简体   繁体   English

c ++将字符串向量转换为给定.dat文件中的双精度向量

[英]c++ convert vector of strings to vector of doubles from a given .dat file

So I have many questions, but I'll start with what I believe should be an easy one. 所以我有很多问题,但我会从我认为应该是一个简单的问题开始。 I've been given an assignment to compare template files to query files, calculate the dot product, and return the 10 nearest neighbors. 我已经获得了将模板文件与查询文件进行比较,计算点积,并返回10个最近邻居的任务。 I think I can do the calculations fairly easily, but I'm having a hard time with the file i/o. 我想我可以很容易地进行计算,但是我对文件i / o很难。 I'm able to read in the data to a vector of strings, but I'm not sure how to convert it to a vector of doubles while maintaining the integrity of the vertex. 我能够将数据读入字符串向量,但我不确定如何将其转换为双精度向量,同时保持顶点的完整性。 If I try using a string stream, or an iterator, I end up getting each number assigned it's own index number, instead of each line getting it's own index number. 如果我尝试使用字符串流或迭代器,我最终会为每个数字分配它自己的索引号,而不是每行获得它自己的索引号。 Here's what I have...can you please help me? 这就是我的......你能帮助我吗?
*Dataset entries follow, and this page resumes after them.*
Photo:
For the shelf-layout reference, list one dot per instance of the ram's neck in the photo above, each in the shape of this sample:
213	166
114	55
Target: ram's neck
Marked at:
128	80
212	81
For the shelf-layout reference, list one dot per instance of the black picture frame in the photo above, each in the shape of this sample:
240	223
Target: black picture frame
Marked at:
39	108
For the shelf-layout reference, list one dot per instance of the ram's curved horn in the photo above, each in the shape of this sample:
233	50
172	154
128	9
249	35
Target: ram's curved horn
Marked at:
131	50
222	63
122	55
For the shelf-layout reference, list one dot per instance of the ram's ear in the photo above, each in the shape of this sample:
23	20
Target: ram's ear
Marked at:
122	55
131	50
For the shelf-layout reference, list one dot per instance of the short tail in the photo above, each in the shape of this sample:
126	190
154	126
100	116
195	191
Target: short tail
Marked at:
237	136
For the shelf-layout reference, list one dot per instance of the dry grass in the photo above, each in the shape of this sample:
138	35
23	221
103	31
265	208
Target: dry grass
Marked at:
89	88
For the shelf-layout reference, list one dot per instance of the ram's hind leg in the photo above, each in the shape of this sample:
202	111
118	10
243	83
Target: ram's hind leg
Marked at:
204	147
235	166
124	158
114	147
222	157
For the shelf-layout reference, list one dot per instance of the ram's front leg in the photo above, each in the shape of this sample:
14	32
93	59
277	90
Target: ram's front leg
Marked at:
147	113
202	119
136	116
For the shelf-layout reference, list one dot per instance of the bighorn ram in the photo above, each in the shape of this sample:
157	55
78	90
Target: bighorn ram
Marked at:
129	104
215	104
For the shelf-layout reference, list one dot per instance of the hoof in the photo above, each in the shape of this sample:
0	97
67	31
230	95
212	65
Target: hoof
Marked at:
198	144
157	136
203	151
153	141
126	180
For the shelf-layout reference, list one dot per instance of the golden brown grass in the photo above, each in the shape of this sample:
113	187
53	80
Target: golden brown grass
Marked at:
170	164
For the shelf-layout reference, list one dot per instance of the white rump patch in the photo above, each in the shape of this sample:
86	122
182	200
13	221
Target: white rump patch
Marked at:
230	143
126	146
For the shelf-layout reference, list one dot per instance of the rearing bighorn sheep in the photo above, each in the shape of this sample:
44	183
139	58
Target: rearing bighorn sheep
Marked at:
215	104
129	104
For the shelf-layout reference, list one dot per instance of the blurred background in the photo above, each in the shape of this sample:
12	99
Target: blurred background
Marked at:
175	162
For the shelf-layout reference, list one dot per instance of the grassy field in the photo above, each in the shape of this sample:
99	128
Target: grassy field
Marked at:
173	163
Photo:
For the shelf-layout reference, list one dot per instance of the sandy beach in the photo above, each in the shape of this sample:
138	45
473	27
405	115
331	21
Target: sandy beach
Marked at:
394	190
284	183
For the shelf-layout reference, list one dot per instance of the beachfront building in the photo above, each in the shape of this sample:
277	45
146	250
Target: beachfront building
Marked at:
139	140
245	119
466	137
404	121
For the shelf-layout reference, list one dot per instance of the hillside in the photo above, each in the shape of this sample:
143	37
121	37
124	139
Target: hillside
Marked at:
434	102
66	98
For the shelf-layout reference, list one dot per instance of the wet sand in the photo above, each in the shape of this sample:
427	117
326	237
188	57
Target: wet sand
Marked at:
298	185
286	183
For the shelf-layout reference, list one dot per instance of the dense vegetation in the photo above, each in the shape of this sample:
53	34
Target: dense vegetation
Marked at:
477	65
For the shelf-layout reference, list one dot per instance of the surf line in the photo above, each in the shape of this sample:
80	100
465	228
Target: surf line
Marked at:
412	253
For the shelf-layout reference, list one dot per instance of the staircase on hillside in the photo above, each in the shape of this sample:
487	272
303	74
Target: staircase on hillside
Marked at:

Edited for clarification purposes: 编辑为澄清目的:

I am comparing query files to template files that contain collections of images to get the 10 nearest neighbors. 我将查询文件与包含图像集合的模板文件进行比较,以获得10个最近邻居。 A query file contains one "set" (for lack of a better description). 查询文件包含一个“集合”(缺少更好的描述)。 A template file contains 138 lines of data. 模板文件包含138行数据。 Right now, all I would like to do is print each line of data from the template file with it's corresponding index number from the .dat file, but in a format that allows me to do the necessary calculations. 现在,我想要做的就是从模板文件中打印每行数据,并使用相应的.dat文件索引号,但格式允许我进行必要的计算。 Once all is said and done, I will need to compute the cosine between two vectors (a query and the ith row in the template), so I will actually need to breakout the ith row of the template in order to compute the cosine between it and the query file. 一旦完成所有操作,我将需要计算两个向量之间的余弦(查询和模板中的第i行),因此我实际上需要突破模板的第i行以计算它之间的余弦和查询文件。 Is that more clear? 那更清楚了吗?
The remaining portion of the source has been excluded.